Office of the Principal of the Universitat de València inaugurates the sculpture “Altruism”

  • Web and Marketing Unit
  • Alberto Gradoli Vivas
  • February 25th, 2025
 
Inauguration of the sculpture

The sculpture pays gratitude to all the people who have donated their body to science and teaching. The work of the valencian artist Chule, is situated in the Darwin Square in the Blasco Ibáñez campus.

The members of the Board of Direction, of the Government Council, deans and antique deans and directors of centres and other members of the university community did not want to miss the inauguration of the sculpture “Altruism”.

This sculpture, that in words of the Principal Maria Vicenta Mestre “has been projected in the framework of the 525 anniversary of the Universitat de València, with which the institution wants to pay gratitude to everyone who, throughout history, has left their body to science and teaching”.

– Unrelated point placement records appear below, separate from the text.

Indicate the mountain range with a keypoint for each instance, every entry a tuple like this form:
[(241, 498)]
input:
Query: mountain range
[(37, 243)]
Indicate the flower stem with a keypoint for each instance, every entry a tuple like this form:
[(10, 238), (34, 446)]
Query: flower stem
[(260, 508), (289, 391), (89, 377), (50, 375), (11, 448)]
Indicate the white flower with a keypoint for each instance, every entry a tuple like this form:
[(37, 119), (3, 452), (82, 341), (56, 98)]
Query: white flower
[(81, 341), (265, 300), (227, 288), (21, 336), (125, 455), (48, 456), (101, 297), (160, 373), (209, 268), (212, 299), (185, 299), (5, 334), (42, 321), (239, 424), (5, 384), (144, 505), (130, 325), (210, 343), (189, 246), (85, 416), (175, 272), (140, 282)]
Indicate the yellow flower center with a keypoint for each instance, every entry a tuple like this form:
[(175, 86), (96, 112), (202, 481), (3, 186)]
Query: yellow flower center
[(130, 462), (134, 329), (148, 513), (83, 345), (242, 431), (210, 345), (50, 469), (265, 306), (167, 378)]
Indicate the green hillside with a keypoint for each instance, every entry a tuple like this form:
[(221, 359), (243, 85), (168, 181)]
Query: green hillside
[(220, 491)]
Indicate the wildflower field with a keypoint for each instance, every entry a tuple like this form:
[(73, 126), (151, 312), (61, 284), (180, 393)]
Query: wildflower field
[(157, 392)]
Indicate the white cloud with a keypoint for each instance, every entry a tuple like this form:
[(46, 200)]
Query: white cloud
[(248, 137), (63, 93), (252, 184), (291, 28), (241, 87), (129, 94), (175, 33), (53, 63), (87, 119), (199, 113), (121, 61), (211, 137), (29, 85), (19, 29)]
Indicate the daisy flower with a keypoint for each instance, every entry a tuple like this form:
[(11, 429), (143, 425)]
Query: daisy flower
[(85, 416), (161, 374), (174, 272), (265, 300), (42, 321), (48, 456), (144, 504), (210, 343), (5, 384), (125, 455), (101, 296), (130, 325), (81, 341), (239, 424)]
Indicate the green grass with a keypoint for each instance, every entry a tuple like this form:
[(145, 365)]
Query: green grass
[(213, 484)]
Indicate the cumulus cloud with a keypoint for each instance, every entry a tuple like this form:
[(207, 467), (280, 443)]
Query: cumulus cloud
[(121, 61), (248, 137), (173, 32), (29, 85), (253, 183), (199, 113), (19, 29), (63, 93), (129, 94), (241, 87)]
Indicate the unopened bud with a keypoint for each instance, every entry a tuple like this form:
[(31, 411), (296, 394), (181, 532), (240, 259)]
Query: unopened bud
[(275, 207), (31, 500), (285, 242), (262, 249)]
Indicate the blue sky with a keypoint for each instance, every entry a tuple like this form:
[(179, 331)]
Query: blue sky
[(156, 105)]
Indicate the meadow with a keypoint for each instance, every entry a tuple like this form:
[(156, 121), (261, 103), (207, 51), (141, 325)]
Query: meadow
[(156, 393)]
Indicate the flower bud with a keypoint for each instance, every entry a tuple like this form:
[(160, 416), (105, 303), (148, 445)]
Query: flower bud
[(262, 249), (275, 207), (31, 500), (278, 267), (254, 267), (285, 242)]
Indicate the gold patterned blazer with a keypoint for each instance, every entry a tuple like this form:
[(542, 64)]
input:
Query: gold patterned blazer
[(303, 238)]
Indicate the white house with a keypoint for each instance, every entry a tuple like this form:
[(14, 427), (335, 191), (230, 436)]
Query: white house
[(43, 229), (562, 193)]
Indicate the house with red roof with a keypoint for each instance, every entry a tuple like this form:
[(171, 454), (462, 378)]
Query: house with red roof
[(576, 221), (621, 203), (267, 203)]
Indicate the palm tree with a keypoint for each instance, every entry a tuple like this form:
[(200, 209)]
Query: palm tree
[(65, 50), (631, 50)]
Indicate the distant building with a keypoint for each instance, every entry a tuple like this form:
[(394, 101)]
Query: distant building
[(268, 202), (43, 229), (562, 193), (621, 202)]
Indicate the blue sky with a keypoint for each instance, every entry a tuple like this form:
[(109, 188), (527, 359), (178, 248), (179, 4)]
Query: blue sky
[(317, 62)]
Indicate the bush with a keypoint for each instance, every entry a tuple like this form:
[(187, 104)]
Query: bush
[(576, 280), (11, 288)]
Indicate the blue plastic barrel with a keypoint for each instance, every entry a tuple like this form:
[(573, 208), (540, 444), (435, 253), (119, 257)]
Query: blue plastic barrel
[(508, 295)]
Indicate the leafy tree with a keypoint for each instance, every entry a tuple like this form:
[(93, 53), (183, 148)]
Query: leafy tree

A generosity that is remembered wit the sculpture of the artist Jesús Martínez Lorente “Chule”, who has design and projected a steel sculpture of six metres high that represents the figures of a man and a woman opening their bodies and leaving them to research, science and teaching.

An altruism through formation, research and transfer of knowledge that allows, as the Dean of the Faculty of Medicine and Dentistry, Amparo Ruíz has shown, that more than 2,500 degree and postgraduate students go through the Dissection Room each year. Or that thanks to the 10 research groups with which the department has collaborated, had published in the last years 10 Doctoral Theses, 30 research articles and 50 communications.

The sculpture is situated in the Darwin Square of the Blasco Ibáñez campus, in the space between the Faculty of Medicine and Dentistry and the Building of the Principal Administration, and its presented, in words of the artist, as “an interactive work, in which the public can go through it, use it as a bench, among others”. Moreover, the artist has also highlighted that the sculpture “has 40% recycled materials, a metaphor of what donating bodies to science means”.

In the ceremony also participated Alfonso Valverde, responsible for the Body Donation Programme, who in his intervention thanked the Universitat de València that will pay a public tribute to the donors and their families. And also the institutional support that implies a work like this and the visibilisation of a necessity of teaching, research and knowledge transfer.